Where have all the icons gone?
Q. I recently installed a larger hard drive on my PC, and when I booted it, everything worked perfectly, except for the Microsoft icons. Before I changed the hard drive, MS Word docs had a MS Word icon, MS Excel had the correct icon. After changing the hard drive, all my icons are a generic white box with a blue outline. Any ideas?
A. It sounds as if your Microsoft Office file associations may have been changed or lost during the hard drive swap, said Paul Tucker, a technical consultant for CMIT Solutions of North Raleigh.
You can remedy this by right-clicking on the icon for one of your documents (MS Word doc), and choosing "properties" from the menu.
Make sure the file type is correct ("Microsoft Word Document"), and that the "Opens with:" program is correct (iMicrosoft Word). If this is not correct, choose the "change" button and select the proper program from the resulting list. If this doesn't correct the problem, Tucker suggests trying the same procedure and selecting a different program. Click on "properties" again and switch it back to the correct program. This will make it refresh.

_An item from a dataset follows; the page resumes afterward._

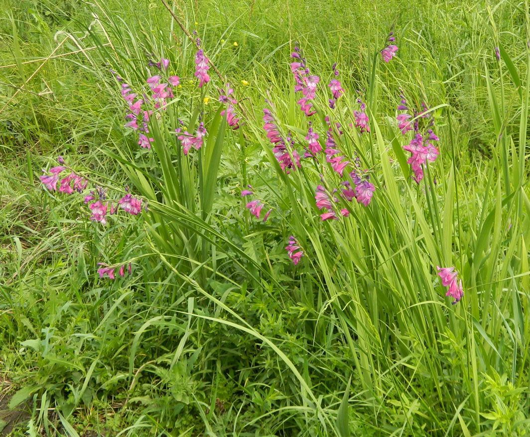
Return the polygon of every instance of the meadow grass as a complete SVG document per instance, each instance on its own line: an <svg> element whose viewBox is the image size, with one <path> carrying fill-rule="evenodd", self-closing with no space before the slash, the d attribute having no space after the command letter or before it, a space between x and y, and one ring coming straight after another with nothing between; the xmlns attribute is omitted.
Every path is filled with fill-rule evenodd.
<svg viewBox="0 0 530 437"><path fill-rule="evenodd" d="M28 414L0 416L0 432L528 433L527 2L170 3L223 76L211 68L200 88L197 47L161 2L3 6L3 408ZM385 63L393 25L399 50ZM367 206L338 199L348 213L337 220L321 219L315 190L332 198L346 176L324 159L288 174L263 129L269 108L282 137L307 147L296 45L320 77L321 145L328 115L375 187ZM123 127L109 72L139 93L157 73L148 58L168 59L181 85L150 118L149 149ZM344 93L332 110L335 62ZM218 101L226 82L236 130ZM428 105L440 138L420 184L400 94ZM358 98L369 133L349 126ZM199 119L203 147L184 155L174 129ZM80 195L43 189L40 169L58 155L147 210L90 221ZM272 210L266 222L245 208L254 199ZM131 272L100 279L98 263ZM437 265L463 280L454 305Z"/></svg>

Doing this for one icon of each type should force the others to correct themselves. You might need to uninstall and reinstall Office to correct the problem. You will not lose your documents.

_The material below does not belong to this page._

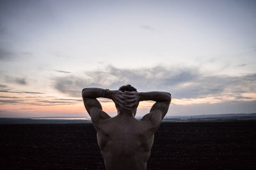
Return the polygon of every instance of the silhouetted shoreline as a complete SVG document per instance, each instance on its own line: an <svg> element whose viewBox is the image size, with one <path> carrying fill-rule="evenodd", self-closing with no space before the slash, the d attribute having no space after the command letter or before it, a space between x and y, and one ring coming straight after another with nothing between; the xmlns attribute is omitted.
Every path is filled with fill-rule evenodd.
<svg viewBox="0 0 256 170"><path fill-rule="evenodd" d="M147 169L253 169L256 121L163 123ZM91 123L0 125L1 169L104 169Z"/></svg>

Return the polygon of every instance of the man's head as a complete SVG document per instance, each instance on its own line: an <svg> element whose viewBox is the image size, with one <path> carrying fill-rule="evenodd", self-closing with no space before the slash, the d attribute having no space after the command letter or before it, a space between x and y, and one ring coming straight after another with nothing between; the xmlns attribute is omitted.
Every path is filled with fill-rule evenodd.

Q. I have a 20-year accumulation of text destined for family archiving. It was made with Microsoft Works Database (.wdb) and is still accessible on a Hewlett-Packard computer. I have managed to transfer it all via discs to my new Mac, but I can get only one file to open. This one exception exists in two versions: .wdb and .txt, and only the .txt version is accessible for editing on the Mac. I would like to save .wdb files as .txt files — can you please tell me how to do it?
A. Microsoft Works lets you save files in different formats by using the "save as" option, said Priscilla Alden of University of North Carolina-Chapel Hill's Information Technology Services. Just go to the "file" menu, click "save as" and choose the type of file you want. The two formats you would normally choose to give you access to the data with other software programs and platforms would be .txt (text and tabs) or .csv (text and commas). If you have Excel on your Mac, it should read the .txt or .csv files you have imported from your Windows computer.